In 2014, Matthew de Grood fatally stabbed five people at a Calgary house party. He was originally charged with five counts of first-degree murder but was found not criminally responsible in 2016 after a two-week trial. At the time, the judge ruled that de Grood suffering from schizophrenic symptoms at the time of the attack, believing there was an impending war, and that he was not capable of understanding that what he was doing was wrong.
He is now being transferred to a Edmonton hospital where he is to be slowly reintegrated into society, and may be allowed to live in a halfway house.
According to CBC, “The new freedoms were approved by the Alberta Review Board, which held an annual hearing in September when members of de Grood’s treatment team testified about his progress and risk to the community.
“In its decision, the board ordered that de Grood — who has been described as a “model patient” — be transferred to Edmonton in order to ease his reintegration into the community because of the “toxic” nature of what he would likely experience in Calgary.”

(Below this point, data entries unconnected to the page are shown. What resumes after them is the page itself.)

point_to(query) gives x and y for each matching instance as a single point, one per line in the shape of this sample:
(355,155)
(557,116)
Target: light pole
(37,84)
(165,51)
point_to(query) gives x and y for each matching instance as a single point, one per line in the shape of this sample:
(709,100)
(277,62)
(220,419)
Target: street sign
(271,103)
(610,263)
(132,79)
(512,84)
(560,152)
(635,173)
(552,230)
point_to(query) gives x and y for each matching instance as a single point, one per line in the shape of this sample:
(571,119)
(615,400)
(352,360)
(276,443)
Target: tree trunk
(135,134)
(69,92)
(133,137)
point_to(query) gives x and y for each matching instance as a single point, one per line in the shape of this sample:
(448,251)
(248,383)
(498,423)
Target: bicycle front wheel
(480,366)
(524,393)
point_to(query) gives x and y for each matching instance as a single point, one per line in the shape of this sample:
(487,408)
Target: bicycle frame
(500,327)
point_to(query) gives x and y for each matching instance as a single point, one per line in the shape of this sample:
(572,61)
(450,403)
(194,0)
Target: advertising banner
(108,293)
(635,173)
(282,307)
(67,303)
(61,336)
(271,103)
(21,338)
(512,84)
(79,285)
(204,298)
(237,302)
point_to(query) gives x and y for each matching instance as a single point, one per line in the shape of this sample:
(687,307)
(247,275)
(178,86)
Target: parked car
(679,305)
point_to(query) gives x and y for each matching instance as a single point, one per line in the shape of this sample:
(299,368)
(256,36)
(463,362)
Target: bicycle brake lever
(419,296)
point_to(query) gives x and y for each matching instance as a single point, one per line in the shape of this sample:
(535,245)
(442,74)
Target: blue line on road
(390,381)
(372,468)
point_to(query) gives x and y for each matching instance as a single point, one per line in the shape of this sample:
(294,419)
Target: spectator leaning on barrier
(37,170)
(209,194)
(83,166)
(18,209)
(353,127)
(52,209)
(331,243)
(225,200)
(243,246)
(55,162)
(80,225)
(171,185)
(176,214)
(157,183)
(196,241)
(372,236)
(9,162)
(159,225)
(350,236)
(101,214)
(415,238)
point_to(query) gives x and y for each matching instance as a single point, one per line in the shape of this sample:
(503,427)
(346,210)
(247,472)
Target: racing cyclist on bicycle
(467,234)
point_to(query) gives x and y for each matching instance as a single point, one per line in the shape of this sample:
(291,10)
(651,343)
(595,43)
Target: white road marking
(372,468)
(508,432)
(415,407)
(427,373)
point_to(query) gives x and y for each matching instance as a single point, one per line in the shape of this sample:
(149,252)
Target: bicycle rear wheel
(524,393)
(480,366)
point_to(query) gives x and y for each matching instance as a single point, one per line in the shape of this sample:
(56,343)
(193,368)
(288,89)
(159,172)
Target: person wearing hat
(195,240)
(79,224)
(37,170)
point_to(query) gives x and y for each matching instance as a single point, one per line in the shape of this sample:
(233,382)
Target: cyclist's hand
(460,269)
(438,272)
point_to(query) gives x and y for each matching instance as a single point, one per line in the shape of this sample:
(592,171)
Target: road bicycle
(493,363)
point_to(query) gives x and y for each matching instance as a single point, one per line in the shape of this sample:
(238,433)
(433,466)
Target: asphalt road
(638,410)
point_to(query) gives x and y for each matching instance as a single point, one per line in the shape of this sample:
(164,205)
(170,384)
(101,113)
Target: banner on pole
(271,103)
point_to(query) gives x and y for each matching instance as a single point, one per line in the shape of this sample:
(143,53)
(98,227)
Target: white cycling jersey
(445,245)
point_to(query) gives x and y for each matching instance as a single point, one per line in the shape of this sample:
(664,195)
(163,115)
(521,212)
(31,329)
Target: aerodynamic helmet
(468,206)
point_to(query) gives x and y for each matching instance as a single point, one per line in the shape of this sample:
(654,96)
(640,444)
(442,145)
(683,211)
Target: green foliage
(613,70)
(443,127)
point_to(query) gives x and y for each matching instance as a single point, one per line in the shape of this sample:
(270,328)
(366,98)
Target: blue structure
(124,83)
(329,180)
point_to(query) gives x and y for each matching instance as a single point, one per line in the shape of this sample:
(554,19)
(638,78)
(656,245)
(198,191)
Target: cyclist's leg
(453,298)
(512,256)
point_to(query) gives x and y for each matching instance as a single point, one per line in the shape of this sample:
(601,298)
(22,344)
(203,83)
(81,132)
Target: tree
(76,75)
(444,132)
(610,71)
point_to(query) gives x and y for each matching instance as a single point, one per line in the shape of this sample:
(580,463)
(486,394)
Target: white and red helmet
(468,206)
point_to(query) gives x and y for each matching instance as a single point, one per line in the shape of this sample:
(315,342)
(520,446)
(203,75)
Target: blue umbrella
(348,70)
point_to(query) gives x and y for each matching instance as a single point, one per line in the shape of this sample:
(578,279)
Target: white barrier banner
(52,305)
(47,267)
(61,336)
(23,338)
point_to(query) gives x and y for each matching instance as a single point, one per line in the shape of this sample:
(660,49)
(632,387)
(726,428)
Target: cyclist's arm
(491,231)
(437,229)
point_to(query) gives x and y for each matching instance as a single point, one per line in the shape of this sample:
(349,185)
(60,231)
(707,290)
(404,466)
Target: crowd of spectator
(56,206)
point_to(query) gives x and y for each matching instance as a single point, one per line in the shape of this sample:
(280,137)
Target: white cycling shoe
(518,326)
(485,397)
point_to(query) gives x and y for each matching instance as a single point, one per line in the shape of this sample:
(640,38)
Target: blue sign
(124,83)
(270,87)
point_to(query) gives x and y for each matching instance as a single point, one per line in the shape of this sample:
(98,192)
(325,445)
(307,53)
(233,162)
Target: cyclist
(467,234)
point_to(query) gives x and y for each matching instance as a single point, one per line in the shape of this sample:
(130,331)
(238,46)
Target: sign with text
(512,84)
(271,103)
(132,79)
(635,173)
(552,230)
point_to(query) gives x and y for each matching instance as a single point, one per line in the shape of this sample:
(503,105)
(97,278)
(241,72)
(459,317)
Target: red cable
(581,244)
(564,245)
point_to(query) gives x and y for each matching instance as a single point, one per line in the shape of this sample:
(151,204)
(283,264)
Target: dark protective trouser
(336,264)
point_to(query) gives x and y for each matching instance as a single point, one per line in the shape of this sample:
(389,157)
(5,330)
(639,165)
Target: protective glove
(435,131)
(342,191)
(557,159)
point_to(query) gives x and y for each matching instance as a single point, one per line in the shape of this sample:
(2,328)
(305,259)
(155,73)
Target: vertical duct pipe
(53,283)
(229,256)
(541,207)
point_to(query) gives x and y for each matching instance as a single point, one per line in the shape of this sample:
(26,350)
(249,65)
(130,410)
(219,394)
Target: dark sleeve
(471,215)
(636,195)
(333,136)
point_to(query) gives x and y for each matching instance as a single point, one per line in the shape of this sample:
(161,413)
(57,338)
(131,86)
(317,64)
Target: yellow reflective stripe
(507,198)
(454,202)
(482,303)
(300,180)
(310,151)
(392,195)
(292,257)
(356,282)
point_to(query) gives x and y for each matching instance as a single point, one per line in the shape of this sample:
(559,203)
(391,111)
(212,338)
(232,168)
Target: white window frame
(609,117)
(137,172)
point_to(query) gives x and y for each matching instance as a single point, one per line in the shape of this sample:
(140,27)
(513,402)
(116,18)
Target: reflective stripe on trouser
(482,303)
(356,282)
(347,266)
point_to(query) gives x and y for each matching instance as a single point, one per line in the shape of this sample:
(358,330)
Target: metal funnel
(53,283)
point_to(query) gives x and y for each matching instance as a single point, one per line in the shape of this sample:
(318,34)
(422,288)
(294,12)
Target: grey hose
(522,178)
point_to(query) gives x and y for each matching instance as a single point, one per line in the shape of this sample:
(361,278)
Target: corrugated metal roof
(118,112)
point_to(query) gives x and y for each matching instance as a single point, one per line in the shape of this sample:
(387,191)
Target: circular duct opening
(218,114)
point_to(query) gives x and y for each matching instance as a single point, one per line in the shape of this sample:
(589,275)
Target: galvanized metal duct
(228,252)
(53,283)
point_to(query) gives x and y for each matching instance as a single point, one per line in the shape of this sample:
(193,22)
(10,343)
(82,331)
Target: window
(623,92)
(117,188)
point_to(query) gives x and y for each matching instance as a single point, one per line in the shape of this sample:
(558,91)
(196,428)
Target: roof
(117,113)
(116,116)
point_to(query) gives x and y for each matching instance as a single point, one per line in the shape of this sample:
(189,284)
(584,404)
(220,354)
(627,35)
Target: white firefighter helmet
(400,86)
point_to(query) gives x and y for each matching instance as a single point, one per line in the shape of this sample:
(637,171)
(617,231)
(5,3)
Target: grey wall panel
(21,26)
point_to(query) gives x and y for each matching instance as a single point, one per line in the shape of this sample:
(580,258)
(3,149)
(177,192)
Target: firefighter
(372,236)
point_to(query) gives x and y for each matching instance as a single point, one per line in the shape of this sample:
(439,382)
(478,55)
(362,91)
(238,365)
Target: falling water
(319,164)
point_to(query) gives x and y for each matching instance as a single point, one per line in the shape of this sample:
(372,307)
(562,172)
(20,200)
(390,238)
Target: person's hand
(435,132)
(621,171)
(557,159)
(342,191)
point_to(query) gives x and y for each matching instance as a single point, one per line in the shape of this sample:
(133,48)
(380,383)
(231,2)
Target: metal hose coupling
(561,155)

Critics of his release have claimed that de Grood is only getting out so soon because his father is a police officer, and say that there is no way, given the nature of his crimes, that he has been rehabilitated in such a short time.
“Clearly the Alberta Review Board carefully considered my client’s progress in his treatment and how far he’s come and were satisfied that these recommendations would not in any way jeopardize public safety,” said de Grood’s lawyer Allan Fay.
For obvious reasons, Edmonton, rather than Calgary, has been chosen for de Grood to be reintegrated and eventually released.
“You don’t want to have a situation where members of the victims’ families are bumping into him when he’s on a community outing,” said forensic psychologist Dr. Patrick Baillie. “That would be particularly distressing for them, and probably for Matthew as well.”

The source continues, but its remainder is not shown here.